Alex's POV:

I turn off the water and step out of the shower. There is a light knock on the door.

"Hey, Alex? Can I come in and brush my teeth please?"

"Yeah, that's fine, Charlie, come on in,"

"Hello!" He exclaims as I open the door.

"Hi, yeah, there are no towels in here. I figured you wouldn't mind the view," I give him a wink.

"Yeah, whatever, I don't mind," he pushes past me to the sink.

Something was bothering him. I turn round to face him but his back is to me.

"Charlie, are you cross at me for some reason? Have I upset you?"

He doesn't look at me. He just wipes the mirror so he can see my face.

"No, Alex, I'm fine. Just don't expect us to have hot crazy sex all the time, okay?"

His words stung. I nod, solemnly, not knowing what to say. I had obviously done something to upset him.

"Sometimes I just want to be able to be around you and not get a hard on. Is that alright with you?"

"Of course that's alright, Charlie. I love you. Everything will be fine, That's what I wanted to say, but I didn't.

I wanted to hold him in my arms and tell him everything was going to be alright. He was looking at my body with those cold, hurt eyes. I couldn't stand it anymore. I had to leave.

"I'm going to go get dressed," I say, finally.

I leave the room, hurriedly. I proceed to my bedroom robotically, closing the door and putting on the first cloths I can get my hands on, not caring what they are. I sit down, blankly. I stare at my bedroom door for a few minutes before I release my mind.

What is wrong with Charlie? Is it me? Is he upset that we had sex? I hadn't even thought about him at the time. He didn't say no. I figured he wanted it….

I thunk my head against the wall. I'm so stupid! Of course that's why he's upset! He was a virgin and I took that from him without even asking. I have to talk to him. I have to apologize.

I stand up and walk out of my room and in to the hallway.

"Charlie?"

No response.

I walk in to his bedroom and look around. No sign of him.

"Charlie?"

Still no response.

I look in the kitchen and the living room. Still nothing. He left.

I go back in to my room and pick up my phone. I call him.

His cell phone rings, piercing the silence. I follow the sound back to his room. It is laying on his bed.

I disconnect the call and shove my phone in my pocket, getting worried. I put a coat on and walk outside. I fly down the stairs.

"Charlie?" I call out.

Still no answer.

I reach the street. I look up and down but there is no sign of him.

Suddenly, something whizzes past my head and hit's the ground making a light "ping". I pick it up. It's a two pence coin. I look up to its origin and see Charlie. He is standing on the edge of the building, looking strait ahead.

"Shit," I hiss, running for the stairs again.

"Charlie!" I scream as I reach the roof top.

He is still there. Staring straight ahead.

I walk up behind him, "Charlie, don't do this, please! It's only ten levels high, it won't kill you. It'll only break my heart."

He doesn't move or speak.

"Listen, Charlie, I'm really sorry. I didn't mean to rush you in to all of this. I really love you and I just want this to work out."

"Doesn't it bug you?"

I smile. At least I was getting to him. As long as he talked to me, as long as I could convince him to stay, things might work out.

"What, Charlie?"

He turns around to face me, his face covered in tears, his eyes blood shot.

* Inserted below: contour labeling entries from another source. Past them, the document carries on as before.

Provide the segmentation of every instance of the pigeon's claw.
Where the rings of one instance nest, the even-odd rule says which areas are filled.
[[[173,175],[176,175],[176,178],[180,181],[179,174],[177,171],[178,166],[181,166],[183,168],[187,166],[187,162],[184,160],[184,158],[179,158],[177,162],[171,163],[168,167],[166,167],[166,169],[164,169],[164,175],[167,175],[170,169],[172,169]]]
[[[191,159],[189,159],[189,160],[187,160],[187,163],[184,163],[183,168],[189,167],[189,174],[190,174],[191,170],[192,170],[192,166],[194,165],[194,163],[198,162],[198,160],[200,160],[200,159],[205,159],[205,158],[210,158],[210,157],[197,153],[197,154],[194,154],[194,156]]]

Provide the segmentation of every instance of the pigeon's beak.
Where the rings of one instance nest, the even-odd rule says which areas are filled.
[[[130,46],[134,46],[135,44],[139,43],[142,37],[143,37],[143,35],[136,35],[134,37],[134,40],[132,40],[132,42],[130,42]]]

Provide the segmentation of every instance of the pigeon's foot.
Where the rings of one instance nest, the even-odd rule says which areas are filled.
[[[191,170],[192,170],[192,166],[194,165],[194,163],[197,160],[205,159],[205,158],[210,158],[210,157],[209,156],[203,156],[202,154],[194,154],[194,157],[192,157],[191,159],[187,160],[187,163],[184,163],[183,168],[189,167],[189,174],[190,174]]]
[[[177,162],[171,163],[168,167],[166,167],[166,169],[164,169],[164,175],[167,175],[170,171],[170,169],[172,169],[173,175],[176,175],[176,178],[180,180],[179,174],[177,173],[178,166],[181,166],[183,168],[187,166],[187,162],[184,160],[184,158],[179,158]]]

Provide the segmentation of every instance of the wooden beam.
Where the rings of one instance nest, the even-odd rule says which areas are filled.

"That we live in a world where death seems like the only answer. That we are surrounded by people so incompetent, so judgmental, that we can't bear to be different."

I step closer to him and take him in my arms.

"Come here, Charlie. Everything's going to be alright, I promise. We have friends and family that love us. That is never going to change no matter what we do, and I love you, Charlie. That's all that matters. Being with someone you love and being with someone that loves you."

Charlie shakes in my arms as his tears soak through my shirt. I hold him and try to comfort him as he cries. We stand there for a few hours, not saying anything. Charlie has stopped crying by now and we are just holding each other.

"I'm sorry, Alex," he says to me finally.

I step back slightly so I can see his face, "Why?"

"For scaring you, for over reacting…"

"You didn't over react Charlie. I'm just glad you didn't jump."

"I love you".

I smile at him, "I love you too, Charlie".

He reaches up to kiss me on the lips.

"You want to go inside?" I ask once our lips have parted.

He nods. I take his hand and lead him down the stairs and in to our apartment once again.